Following the Evidence to Reduce Reoffending

From Texas to Tasmania, penal systems around the world are asking profound questions about the purpose of prisons and the balance that society demands between punishment and rehabilitation.

From Texas to Tasmania, penal systems around the world are asking profound questions about the purpose of prisons and the balance that society demands between punishment and rehabilitation. As prison leaders and officers gather in Melbourne this week for the annual International Corrections and Prisons Association conference, top of the agenda is how to manage risk from offenders and achieve better results for victims, prisoners and taxpayers.

While every jurisdiction will develop its own specific responses, many of our operational challenges are the same and we share the overarching goal of creating a prison environment which helps to reduce reoffending and cut the number of future victims of crime. Rehabilitation is complex and we have seen in our experience that there is no single formula to turn offenders away from crime. In the UK, at HMP Rye Hill in Warwickshire our teams deliver sex offender treatment programmes and in south Wales at HMP Parc, we have developed the world's first family interventions unit with a focus on the family as the crucible of reform. Here in Australia, a colleague responsible for the youth unit at Port Phillip prison will receive an award this week for her work to support and reform young people. This is a complicated mixture and requires us to have the right organisations - with the right expertise - to have a meaningful impact on prisoners' behaviour, attitude and likelihood of reoffending.

Key to this mixture is setting clear goals for a prison, with clear lines of accountability and a sense of common purpose and values. Later this week, I'll be talking to the conference about our experience at HMP Birmingham, which in 2011 was the first UK prison to transfer from public to private management. Throughout that process, we worked collaboratively with our customer, the Ministry of Justice, our colleagues in the Prison Officers Association (POA) and with partners including the local authority and police, to create a shared vision and sense of purpose for one of the busiest prisons in the UK. This has delivered results both for prisoners and the taxpayer. After just three months, an unannounced inspection found the prison to be "cleaner, safer and more decent" and in August this year, an independent three-year study of progress reported that the public service ethos of the prison was "rekindled" under private sector management.

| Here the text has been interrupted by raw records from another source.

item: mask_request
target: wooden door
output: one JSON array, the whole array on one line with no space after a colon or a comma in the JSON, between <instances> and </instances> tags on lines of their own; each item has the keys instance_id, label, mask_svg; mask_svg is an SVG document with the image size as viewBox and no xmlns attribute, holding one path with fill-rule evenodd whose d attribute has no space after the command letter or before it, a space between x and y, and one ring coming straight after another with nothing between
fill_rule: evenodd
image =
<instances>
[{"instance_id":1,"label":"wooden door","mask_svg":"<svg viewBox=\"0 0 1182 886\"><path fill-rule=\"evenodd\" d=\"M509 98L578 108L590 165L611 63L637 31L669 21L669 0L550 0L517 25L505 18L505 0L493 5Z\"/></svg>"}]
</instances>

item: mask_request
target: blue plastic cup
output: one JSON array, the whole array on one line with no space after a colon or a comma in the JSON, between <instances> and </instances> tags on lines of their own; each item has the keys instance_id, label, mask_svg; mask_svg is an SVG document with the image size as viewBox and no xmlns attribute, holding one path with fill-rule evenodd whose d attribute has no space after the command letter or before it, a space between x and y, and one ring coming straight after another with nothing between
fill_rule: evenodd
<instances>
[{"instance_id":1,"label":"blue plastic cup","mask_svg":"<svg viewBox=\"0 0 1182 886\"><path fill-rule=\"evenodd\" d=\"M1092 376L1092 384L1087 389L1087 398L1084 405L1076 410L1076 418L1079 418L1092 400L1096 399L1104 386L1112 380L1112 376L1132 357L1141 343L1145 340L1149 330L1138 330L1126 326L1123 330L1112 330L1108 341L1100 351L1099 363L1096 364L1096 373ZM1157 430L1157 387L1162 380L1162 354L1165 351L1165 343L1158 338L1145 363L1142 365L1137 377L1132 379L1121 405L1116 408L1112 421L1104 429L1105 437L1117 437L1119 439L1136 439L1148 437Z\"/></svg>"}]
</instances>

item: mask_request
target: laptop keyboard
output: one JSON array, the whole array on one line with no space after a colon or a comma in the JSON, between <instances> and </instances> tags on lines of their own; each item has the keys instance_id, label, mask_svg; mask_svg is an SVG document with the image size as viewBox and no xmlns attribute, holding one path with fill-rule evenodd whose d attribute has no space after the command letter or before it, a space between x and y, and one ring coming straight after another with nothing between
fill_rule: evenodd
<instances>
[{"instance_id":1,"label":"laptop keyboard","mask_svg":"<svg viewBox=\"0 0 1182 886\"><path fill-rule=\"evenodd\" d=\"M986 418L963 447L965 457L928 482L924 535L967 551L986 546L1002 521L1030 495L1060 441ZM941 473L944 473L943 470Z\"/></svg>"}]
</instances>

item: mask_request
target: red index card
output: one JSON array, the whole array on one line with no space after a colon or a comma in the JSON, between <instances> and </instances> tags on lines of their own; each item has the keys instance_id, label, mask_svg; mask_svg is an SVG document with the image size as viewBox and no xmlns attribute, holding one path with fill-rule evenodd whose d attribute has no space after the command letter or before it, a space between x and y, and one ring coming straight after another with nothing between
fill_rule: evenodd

This counter-intuitive conclusion is instructive and shows that to embed changes, we need to move beyond casual assumptions about the respective values or areas of expertise of the public, private or third sectors. We need to look instead at the evidence, share best practice and continue to develop the approach to prison management. After more than 30 years' experience in the management and operation of prisons, there is no doubt in my mind that prisons systems benefit from a diverse, multi-agency approach to reforming prisoners, cutting recidivism and lowering the burden of crime on our communities. This requires all of us to be open with the public and partners about what we deliver, how our success should be measured and commit to a unrelenting focus to follow the evidence.